If you start investigating Sonoran Desert plants, including trees and shrubs, you’ll find quite a few members of the bean family (Fabaceae) represented.

Palo Verde blossoms

Palo Verde blossoms

That may seem surprising. Why beans? At first glance, your average garden variety green bean plant does not seem especially deserty.

So let’s start with a hidden feature that might be useful in a desert—to deal with poor soil, beans have come up with a clever friendship—they have symbionts, associates, little bacteria that live in nodules, little bumps, in their roots. The beans provide water and sugars to the bacteria, and the bacteria “fix” nitrogen from the soil, turning it into a form the bean plants can use.

And that’s one reason beans are good for you—because of the nitrogen from their little friends, they can make certain essential amino acids, parts of proteins.

Grains like corn or wheat or rice make different amino acids.
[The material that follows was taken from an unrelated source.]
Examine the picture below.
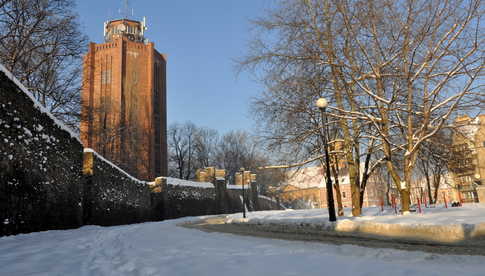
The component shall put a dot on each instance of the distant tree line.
(396, 74)
(192, 147)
And it is important for us to eat them together with legumes, another name for beans, to get whole nutrition in one meal. So, for example, we dine on beans and rice, or beans in corn tacos or wheat tortillas, or baked beans with toast, or even a peanut butter sandwich, since peanuts are also a legume.

Humans figured this out a long long time ago, and in fact, they even grew grains and beans together. An essential core of Native American gardens all over North and South America was the trio of beans, corn and squash. The corn provides scaffolding for the beans to climb, and the remains of the bean plants are a source of usable nitrogen for the next year’s corn and squash. To this day, these three continue to play a big role in our gardens, as well as in those huge gardens known as farms.